This week we commemorate the 100th International Women's Day, celebrating the enormous strides women have made over the past century. Yet, there are still vast differences between women and men in terms of access to resources and opportunities. How can we ensure that we do not have to wait another hundred years before we can celebrate full equality between women and men?
First, we must build an effective case for gender parity. Girls and boys, women and men, should have the right to equal access to security, freedom, resources and opportunities. Complementing this values-based argument is an immense set of literature around the economic case for gender parity. Some of the earliest research in this area demonstrated that investment in female education has a significant multiplier effect on fertility rates, infant mortality rates, maternal mortality rates and women's labour force participation and income.
The World Economic Forum's research has demonstrated a strong positive correlation between closing gender gaps and country competitiveness. Other studies have shown a positive correlation between gender diversity on organizational leadership teams and financial results, while others have found that more diverse teams make better informed decisions, leading to less risk taking and more successful outcomes. There is also new research on the growing "power of the purse" and how female spending priorities may lead to rising household savings rates and shifting spending patterns in emerging markets.
Second, in order to address the problem efficiently, it is imperative that we measure the magnitude of the issue, set benchmarks and track progress against targets. The World Economic Forum produces an annual Global Gender Gap Index, ranking economies according to how well they are distributing opportunities and resources between women and men, regardless of the overall level of resources. The United Nations Development Programme, the Economist Intelligence Unit, UN Women, the Gender Equality Project and several other organizations provide various tools for assessing aspects of gender equality. Governments and business now have a large variety of instruments and methodologies at their disposable for measuring gender parity, setting credible targets and tracking progress against those targets.

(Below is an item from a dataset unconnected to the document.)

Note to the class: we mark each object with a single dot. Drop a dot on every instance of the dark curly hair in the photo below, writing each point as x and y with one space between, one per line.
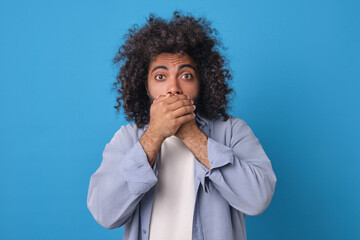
181 34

Third, for a growing number of organizations, the question is not why or where, but how to close the gender gap. To do this, we must explore the policy design choices available and implement those that best fit specific countries, companies and organizations. Different forms of mentorship, communication, quotas, diversity training, financial incentives, parental leave benefits, recruiting practices, work-life balance measures, taxation and other policies, have been successfully implemented by different organizations and governments. However, information on best practices tends to be fragmented and organizations and governments often tend to have to learn by doing, slowly, rather than being able to learn from and build upon the experience of others. The Global Gender Parity Group - a community of organizations committed to gender parity - recently launched a project to accumulate and share best practices from businesses. These businesses have successfully impacted gender parity, within their internal structures, through changes to their supply and distribution chains and in their individual communities. Additionally, in the next Global Gender Gap Report, the World Economic Forum will release a new dataset on existing government practices that facilitate women's integration into the workforce.
Once the process of change starts, it will lead to very rapid progress. We have seen this at the Forum. In 2010, we introduced a new policy requiring the companies that are most closely engaged with the Forum to bring at least one female executive among five delegates attending Davos. The number of mixed-gender delegations doubled. In 2009, the Forum announced a target of gender parity for our Young Global Leaders community to be achieved within the next five years - the 2011 class will be composed of 44 percent women. Within our internal structure, in 2005, the percentage of women among our director-level positions was less than 15 percent; today, almost 50 percent of these positions are occupied by women.
In this era of growing access to information, the tools, the reasoning and the solutions for gender parity are increasingly available to many of us. It is imperative that each organization, government, company and individual use this knowledge to implement tailored policies to help close gender gaps well before the next 100 years go by. The future prosperity of the world - not just one half of it - depends on how effectively we accelerate the pace of gender parity.
Saadia Zahidi is the director of the Women Leaders and Gender Parity Programme at the World Economic Forum. Klaus Schwab is the Founder and Executive Chairman of the World Economic Forum.